Rating: 4 out of 5
I'm not going to lie: I was absolutely giddy when I heard that this book was being published, because if there's anything I enjoy most, it's external validation of my life choices. In a world obsessed with baby bumps, this book by Meghan Daum is a breath of fresh air.
Selfish, Shallow, and Self-Absorbed is a collection of essays by renowned writers who have made the conscious decision not to have kids. I approve of the label "childfree," because not only does it separate the rebels from the infertile, it also connotes a sense of liberation rather than lacking.
Although they have all made their living with their writing, these authors--mostly female but a few male--each come from different backgrounds. Some never felt a maternal or paternal urge, and others desperately wanted to want children but couldn't muster enough enthusiasm to go through with it. Quite a few actually became pregnant and decided to abort than risk raising children they didn't want.
Obviously, the subject matter is highly controversial, but that is Daum's strength. Her previous book Unspeakable also covers taboo topics, such as feeling relief after a parent's death. Selfish, Shallow, and Self-Absorbed is perfectly titled, because that's the characterization of the childfree that self-righteous, anti-choice parents have created. These 16 writers revel in their perceived selfishness, arguing that parenthood is governed by its own selfishness and that there is nothing wrong with valuing a good night's sleep over making a mini-me.

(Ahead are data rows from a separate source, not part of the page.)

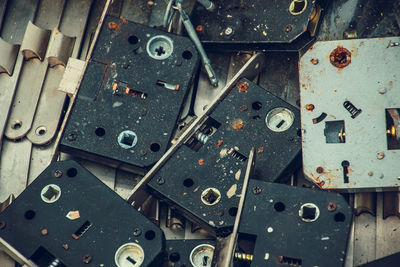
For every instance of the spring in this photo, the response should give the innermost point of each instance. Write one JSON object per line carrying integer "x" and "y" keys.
{"x": 201, "y": 137}
{"x": 352, "y": 109}
{"x": 243, "y": 256}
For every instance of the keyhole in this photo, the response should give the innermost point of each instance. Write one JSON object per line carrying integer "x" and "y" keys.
{"x": 205, "y": 260}
{"x": 160, "y": 51}
{"x": 345, "y": 165}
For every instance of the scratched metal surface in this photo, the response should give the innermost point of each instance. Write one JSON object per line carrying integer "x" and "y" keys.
{"x": 20, "y": 162}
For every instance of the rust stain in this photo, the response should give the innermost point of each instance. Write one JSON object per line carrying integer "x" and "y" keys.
{"x": 243, "y": 87}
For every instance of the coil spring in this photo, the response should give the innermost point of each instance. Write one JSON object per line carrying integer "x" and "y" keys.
{"x": 201, "y": 137}
{"x": 351, "y": 108}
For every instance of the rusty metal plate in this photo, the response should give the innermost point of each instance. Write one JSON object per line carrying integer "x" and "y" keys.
{"x": 349, "y": 111}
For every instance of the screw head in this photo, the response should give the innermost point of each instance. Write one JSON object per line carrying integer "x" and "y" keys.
{"x": 256, "y": 190}
{"x": 137, "y": 232}
{"x": 86, "y": 258}
{"x": 57, "y": 173}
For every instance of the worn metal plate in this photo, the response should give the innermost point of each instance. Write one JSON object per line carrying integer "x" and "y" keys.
{"x": 116, "y": 95}
{"x": 235, "y": 126}
{"x": 251, "y": 22}
{"x": 273, "y": 217}
{"x": 104, "y": 223}
{"x": 350, "y": 149}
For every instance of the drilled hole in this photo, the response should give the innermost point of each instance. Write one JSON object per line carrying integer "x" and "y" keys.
{"x": 339, "y": 217}
{"x": 150, "y": 235}
{"x": 187, "y": 54}
{"x": 174, "y": 257}
{"x": 155, "y": 147}
{"x": 232, "y": 211}
{"x": 100, "y": 132}
{"x": 279, "y": 206}
{"x": 29, "y": 214}
{"x": 188, "y": 182}
{"x": 72, "y": 172}
{"x": 133, "y": 39}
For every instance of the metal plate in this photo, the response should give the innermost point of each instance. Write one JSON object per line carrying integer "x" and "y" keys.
{"x": 271, "y": 219}
{"x": 370, "y": 84}
{"x": 221, "y": 162}
{"x": 37, "y": 228}
{"x": 148, "y": 110}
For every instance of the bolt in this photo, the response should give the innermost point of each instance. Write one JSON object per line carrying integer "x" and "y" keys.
{"x": 288, "y": 28}
{"x": 71, "y": 136}
{"x": 228, "y": 31}
{"x": 57, "y": 173}
{"x": 137, "y": 232}
{"x": 86, "y": 258}
{"x": 310, "y": 107}
{"x": 380, "y": 155}
{"x": 256, "y": 190}
{"x": 331, "y": 206}
{"x": 160, "y": 180}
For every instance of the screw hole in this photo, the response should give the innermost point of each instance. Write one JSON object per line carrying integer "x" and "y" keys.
{"x": 174, "y": 257}
{"x": 188, "y": 182}
{"x": 133, "y": 39}
{"x": 100, "y": 131}
{"x": 72, "y": 172}
{"x": 256, "y": 105}
{"x": 339, "y": 217}
{"x": 279, "y": 206}
{"x": 187, "y": 54}
{"x": 29, "y": 214}
{"x": 155, "y": 147}
{"x": 150, "y": 235}
{"x": 232, "y": 211}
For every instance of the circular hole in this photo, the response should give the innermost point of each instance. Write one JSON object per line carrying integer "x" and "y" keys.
{"x": 174, "y": 257}
{"x": 133, "y": 39}
{"x": 29, "y": 214}
{"x": 232, "y": 211}
{"x": 256, "y": 105}
{"x": 188, "y": 182}
{"x": 279, "y": 119}
{"x": 279, "y": 206}
{"x": 72, "y": 172}
{"x": 339, "y": 217}
{"x": 150, "y": 235}
{"x": 16, "y": 125}
{"x": 297, "y": 7}
{"x": 309, "y": 212}
{"x": 155, "y": 147}
{"x": 100, "y": 132}
{"x": 187, "y": 54}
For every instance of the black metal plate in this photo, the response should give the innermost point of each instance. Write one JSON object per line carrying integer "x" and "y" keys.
{"x": 272, "y": 216}
{"x": 113, "y": 220}
{"x": 277, "y": 156}
{"x": 120, "y": 57}
{"x": 258, "y": 21}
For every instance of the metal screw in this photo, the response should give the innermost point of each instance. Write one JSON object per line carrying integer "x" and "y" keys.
{"x": 137, "y": 232}
{"x": 86, "y": 258}
{"x": 160, "y": 180}
{"x": 331, "y": 206}
{"x": 71, "y": 136}
{"x": 228, "y": 31}
{"x": 57, "y": 173}
{"x": 256, "y": 190}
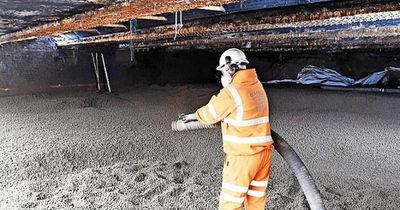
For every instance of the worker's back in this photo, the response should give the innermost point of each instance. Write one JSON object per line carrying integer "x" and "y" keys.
{"x": 246, "y": 130}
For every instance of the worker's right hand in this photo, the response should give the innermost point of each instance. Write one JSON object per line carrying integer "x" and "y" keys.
{"x": 187, "y": 118}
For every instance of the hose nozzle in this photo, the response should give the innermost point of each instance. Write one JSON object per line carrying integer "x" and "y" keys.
{"x": 193, "y": 125}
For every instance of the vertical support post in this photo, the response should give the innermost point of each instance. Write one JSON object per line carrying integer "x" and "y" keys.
{"x": 133, "y": 28}
{"x": 106, "y": 73}
{"x": 96, "y": 71}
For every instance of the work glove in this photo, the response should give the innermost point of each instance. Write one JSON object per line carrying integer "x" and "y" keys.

All of the major justifications are touched upon in this book, including:
The fallacy of 'having it all'
The benefits of solitude, peace, and quiet
Refusing to participate in overpopulation and environmental destruction
Freedom from the constant worry and anxiety
Enjoying their disposable income and ability to travel
That's not to say that these writers hate children; on the contrary, most relish their roles as cool aunts and uncles. Some are even step-parents, teachers, or have otherwise surrounded themselves with kids. They just get the bonus of not having to define their entire identities around them.
My only complaint is that most of these people suffered heartbreaking childhoods, many with neglectful or abusive parents. Although it's certainly a valid reason to become childfree to save yourself from making your own parents' mistakes, I would have liked to read more well-adjusted stories. Not all childfree folks are dependent on Prozac and Valium, and while there should be no shame in mental illness, I'd hate parents to assume that we're all damaged from our traumatic pasts.
As a childfree woman myself, I recognize that this book is not for everybody, but its audience is so appreciative for its existence. It can be downright infuriating to face the endless barrage of judgments (You don't know what you want! You'll change your mind! You just haven't met the right person yet!), especially for those of us who have made this decision early in life. Selfish may be preaching to the choir, but I'm grateful nonetheless.
If you dream of being a parent, fantastic. Someone has to further the human race, because I don't want to. And guess what? That's the only reason that should matter.